The distribution strategy can be declared as an argument at the entity level. If not declared, the generator should use the default strategy configured (at the IDE or CLI level), if there is no default definition, then regular should be the default.

Lets look at an example, here, all the alias entities are defined at ./aliases.chatito, and are named by the maximum possible combinations each provide:

import ./aliases.chatito

%[intent with a maximum of 1k combinations]('distribution': 'regular')
    first sentence equals ~[100 maximum combinations]
    second sentence equals ~[50 maximum combinations] multiplied by ~[10 maximum combinations]
    third sentence equals ~[400 maximum combinations]

Since the intent declares a regular distribution, this would be the odds:

Max combinations Weight Probability %
sentence 1 100 100 10%
sentence 2 500 500 50%
sentence 3 400 400 40%

Now the code to get an even distribution:

import ./aliases.chatito

%[intent with a maximum of 1k combinations]('distribution': 'even')
    first sentence equals ~[100 maximum combinations]
    second sentence equals ~[50 maximum combinations] multiplied by ~[10 maximum combinations]
    third sentence equals ~[400 maximum combinations]

For even distribution using the previous example:

Max combinations Weight Probability %
sentence 1 100 1 33.3333%
sentence 2 500 1 33.3333%
sentence 3 400 1 33.3333%

2.3.2 - Sentence probability operator

The sentence probability operator is defined by the *[ symbol at the start of a sentence following by the probability value and ]. The probability value may be expressed in two ways, as a plain number (considered as weighted probabilty, e.g.: 1) or as a percentage value (a number ending with %, e.g.: 33.3333%), but once an entity defines a probabilty as either weight or percentage, then all the other sentences for that entity should use the same type.

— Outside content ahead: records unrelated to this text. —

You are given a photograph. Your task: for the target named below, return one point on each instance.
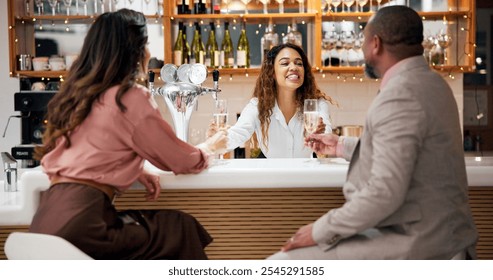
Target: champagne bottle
(227, 54)
(186, 46)
(211, 49)
(243, 49)
(198, 49)
(269, 40)
(178, 48)
(293, 36)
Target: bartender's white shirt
(286, 140)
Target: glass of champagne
(310, 117)
(220, 116)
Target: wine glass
(348, 4)
(301, 6)
(281, 6)
(245, 2)
(361, 4)
(310, 117)
(226, 2)
(336, 3)
(84, 2)
(348, 40)
(67, 4)
(444, 40)
(220, 115)
(265, 2)
(329, 43)
(39, 5)
(53, 6)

Inconsistencies declaring entity sentence probabilty values should be considered an input error and if the value is not a valid integer, float or percentual value, the input should be considered as simple text and not as a sentence probability definition.

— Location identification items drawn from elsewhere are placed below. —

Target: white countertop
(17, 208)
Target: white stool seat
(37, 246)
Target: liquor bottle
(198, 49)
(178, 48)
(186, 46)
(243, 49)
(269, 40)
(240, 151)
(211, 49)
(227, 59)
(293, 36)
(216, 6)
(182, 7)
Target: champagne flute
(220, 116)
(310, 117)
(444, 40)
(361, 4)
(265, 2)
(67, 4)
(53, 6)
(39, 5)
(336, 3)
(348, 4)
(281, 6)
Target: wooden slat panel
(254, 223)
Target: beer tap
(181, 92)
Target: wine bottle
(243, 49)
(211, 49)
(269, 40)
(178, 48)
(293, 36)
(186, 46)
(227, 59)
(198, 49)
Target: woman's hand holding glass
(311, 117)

NOTE: If the probabilty value is a percentage type, then and the sum of all sentence probabilty operators declared inside the entity definition should never exceed 100.

Lets continue with some examples:

%[intent with a maximum of 1k combinations]
    *[20%] first sentence ~[100 maximum combinations]
    second sentence ~[50 maximum combinations] multiplied by ~[10 maximum combinations]
    third sentence ~[400 maximum combinations]

The previous example, declares 20% probabilties for the first sentence. This would be odds table for the two strategy distributions:

Max combinations % with even % with regular
sentence 1 100 20% 20%
sentence 2 500 40% 44.4444% (500*80/900)
sentence 3 400 40% 35.5556% (400*80/900)

When probabilty value is a weight with regular distribution, multiply that value with the maximum combinations for that sentence, if distribution is even, that value is the actual weighted probability. E.g.:

%[intent with a maximum of 1k combinations]
    *[2] first sentence ~[100 maximum combinations]
    second sentence ~[50 maximum combinations] multiplied by ~[10 maximum combinations]
    third sentence ~[400 maximum combinations]

And the odds table:

Max combinations even weight even % regular weight regular %
sentence 1 100 2 50% 200 18.1818%
sentence 2 500 1 25% 500 45.4545%
sentence 3 400 1 25% 400 36.3636%

NOTE: Be careful when using probabilty operator, because if the sentence reaches its max number of unique generated values, it will start producing duplicates and slowing down the generator that filters duplicates.

3 - Data Generation

The entry points for the data generation are the intent definitions, for each intent definition available:

  • If the intent does not specify the 'training' or 'testing' arguments, generate all possible unique combinations and add them to the training dataset.

  • Respect probabilty operator declarations and distribution strategy.

  • Generate unique combinations for the training and testing dataset until the provided sum of both argument numbers are reached.

  • Recursive loop references should be prevented.